A recent study by Fu et al. (2011) sheds light on the possibility of developing new drugs in this direction. In fact, the authors identified an intracellular protein that specifically facilitates anandamide cellular reuptake in neurons and astrocytes, and named it “FAAH-like anandamide transporter” (FLAT). FLAT is a splicing variant of FAAH that is catalytically inactive, i.e., unable to catalyze the hydrolysis of anandamide, 2-AG, or other N-acylethanolamines. Nevertheless, this protein binds anandamide, but not 2-AG or other N-acylethanolamines, with high affinity, and acts as an intracellular sink for anandamide transport across the membrane. FLAT is certainly not the long-sought EMT, primarily because of its cytosolic location and of it not being able to recognize 2-AG (Fu et al., 2011). Furthermore, other intracellular proteins had been previously suggested to participate in intracellular anandamide trafficking, although these proteins are clearly not specific for endocannabinoids (Maccarrone et al, 2010).
In fact, the discovery of FLAT is potentially very important from the therapeutic point of view, since selectively inhibiting the intracellular trafficking and, as a consequence, the cellular uptake of anandamide, but not 2-AG, might offer some advantages over the inhibition of the inactivation of both endocannabinoids, as exemplified by data obtained with a dual FAAH/MAGL inhibitor (Long et al., 2009). Whilst blocking the putative EMT might prolong both anandamide and 2-AG actions at cannabinoid receptors, selectively inhibiting FLAT would only retard anandamide reuptake and delivery to FAAH, thus producing similar therapeutic effects as FAAH inhibitors, but without affecting the levels of other N-acylethanolamines or overexposing intracellular targets or enzymes to undegraded anandamide. Indeed, Fu and colleagues did screen a large library of synthetic compounds for their activity to bind to FLAT and inhibit anandamide cellular uptake, and came up with a novel compound, ARN272, which competitively inhibited FLAT, but not FAAH, and exerted potent anti-hyperalgesic actions in models of acute and inflammatory pain in a way attenuated by a CB1 receptor antagonist (Fu et al., 2011).
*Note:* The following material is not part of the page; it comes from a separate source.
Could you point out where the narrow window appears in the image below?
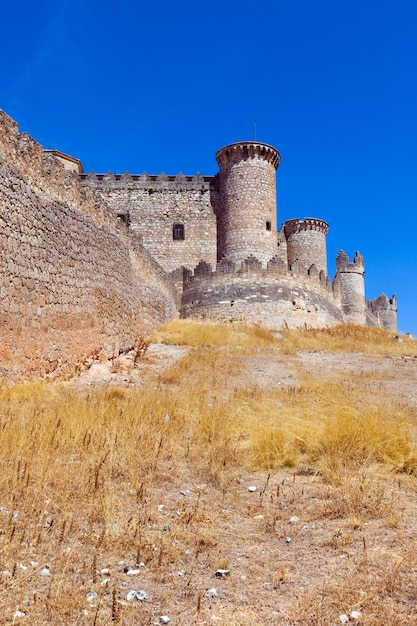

In conclusion, redundancy in endocannabinoid inactivation, of which the capability of anandamide to be oxidized by COX-2 or the existence of alternative splicing variants of FAAH are just recent examples, may complicate the development of safe and efficacious analgesics from inhibitors of this process, but also offers exciting new challenges for the design of multi-target therapies and of inhibitors of anandamide intracellular trafficking. Thus, the last word on new painkillers developed by targeting endocannabinoid inactivation is far from being set.